Average mortgage rates have fallen over the past two weeks, but there is now little difference between a two-year and a five-year fixed rate.
With the majority of the market poised to expect interest rates and mortgage rates to fall in the coming months, many borrowers have been torn between locking in for just two years in the hope of a better deal next time, or securing the lower five-year rate for a longer period of certainty.
For some, the choice may now be easier – or more difficult, depending on your position – because the difference between the average two-year fix and the average five-year fix has just fallen to a two-year low, according to Moneyfactscompare.co.uk.
The gap between the two rate lengths is now just 0.23%, with two-year fixed rates now averaging 5.48% and five-year fixed rates averaging 5.25% across all loan to values. This is the shortest gap since January 2023, when the difference was just 0.16%.

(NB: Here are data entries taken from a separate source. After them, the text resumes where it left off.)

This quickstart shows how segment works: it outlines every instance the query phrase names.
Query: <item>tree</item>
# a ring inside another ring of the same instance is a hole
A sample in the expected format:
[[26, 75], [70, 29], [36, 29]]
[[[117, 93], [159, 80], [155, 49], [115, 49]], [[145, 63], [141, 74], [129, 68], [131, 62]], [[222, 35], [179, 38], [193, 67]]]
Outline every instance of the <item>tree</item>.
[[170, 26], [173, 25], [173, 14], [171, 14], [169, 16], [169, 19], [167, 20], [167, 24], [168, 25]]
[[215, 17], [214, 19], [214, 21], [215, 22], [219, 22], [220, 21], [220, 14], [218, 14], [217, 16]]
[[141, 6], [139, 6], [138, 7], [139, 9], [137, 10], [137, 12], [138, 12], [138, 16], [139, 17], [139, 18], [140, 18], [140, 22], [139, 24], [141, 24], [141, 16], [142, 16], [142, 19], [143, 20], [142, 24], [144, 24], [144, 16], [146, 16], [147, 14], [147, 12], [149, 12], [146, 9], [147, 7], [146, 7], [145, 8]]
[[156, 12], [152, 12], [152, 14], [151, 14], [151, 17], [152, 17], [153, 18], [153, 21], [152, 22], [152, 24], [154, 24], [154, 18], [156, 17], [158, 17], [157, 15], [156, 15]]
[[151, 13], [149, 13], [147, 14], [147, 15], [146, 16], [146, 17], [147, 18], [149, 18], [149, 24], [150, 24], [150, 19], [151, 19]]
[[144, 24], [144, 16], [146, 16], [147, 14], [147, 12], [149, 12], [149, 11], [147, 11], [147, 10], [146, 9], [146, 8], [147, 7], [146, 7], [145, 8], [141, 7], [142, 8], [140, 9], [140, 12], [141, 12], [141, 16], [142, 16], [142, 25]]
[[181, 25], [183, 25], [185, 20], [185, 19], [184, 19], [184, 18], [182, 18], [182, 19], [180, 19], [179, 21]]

Average mortgage rates have also fallen since December 2024’s figures, when the average two-year fixed rate was 5.52% and the average five-year was 5.28%. Rates have dropped across all loan to value brackets, while the average standard variable rate (SVR) is also lower, falling from 7.85% to 7.81% this month.
The only rate to have seen an uptick was the average two-year tracker, which has moved up slightly from 5.46% to 5.47%.
Improved mortgage rates and better choice
According to Moneyfacts, there was more good news for borrowers this month as the number of products on the shelf increased from 6,486 in December to 6,508 in January. Compared with a year ago, product choice is “substantially higher”, when lenders only had 5,899 deals to choose from.
This demonstrates that lenders are keen to compete for customers, and means that anyone looking to take out a new mortgage or remortgage at the moment will be more likely to find a product tailored to their needs.
Mortgage products can vary considerably, meaning borrowers should consider much more than just mortgage rates. As well as product length, some products will come with higher fees, whereas others have no fees. Some will also offer added incentives, such as cash back or free legal fees, which can be beneficial depending on your circumstances.
The greater your deposit, the greater your choice of mortgage options. Moneyfacts’ figures show that, for borrowers looking to secure a mortgage with just a 5% deposit (95% LTV), there are only 366 products. But for those with just a slightly higher deposit of 10% (90%), product choice soars to 759, while borrowers with 40% deposits can choose from 780 deals.
Of course, mortgage rates are also considerably more favourable for those with higher deposits. The average two-year fixed rate with a 60% LTV is now just 4.96%, while the average rate for a five-year fix is just 4.79%. Depending on your circumstances and the level of fee you pay, you could secure a rate below this figure.
Remortgage activity “will be booming”
With millions of borrowers due to come off fixed rate mortgage deals in 2025, Moneyfacts says “remortgage activity will be booming” this year. Although mortgage rates are higher than they were pre-2022, they are at a much more ideal level for those looking to remortgage than they were last summer.
Rachel Springall, finance expert at Moneyfacts, said: “There was a mix of rises and falls during 2024 and it will be hard to predict where interest rates might go this year, particularly should stubborn inflation persist.
“However, there were big expectations for fixed mortgage rates to fall, but this could take longer should the markets be unsettled and if swap rates start to rise. Lenders may be cautious in their rate setting but they need to make efforts to entice new business and act quickly if there is volatility on future rate expectations.”
The shelf life of products at current mortgage rates is 21 days on average, which is the same as last month and represents stability in the market. While it is difficult to predict where mortgage rates will go this year, Rachel thinks it is unlikely that there will be mass product withdrawals this year; instead, mortgage rates could fluctuate.
She added: “Therefore, it’s wise for borrowers to not delay refinancing their deal, as falling onto a revert rate would be costly. Those coming off the average five-year fixed deal from January 2020 would have been charged 2.74%, but the average Standard Variable Rate (SVR) is now 7.81%, more than 5% higher.”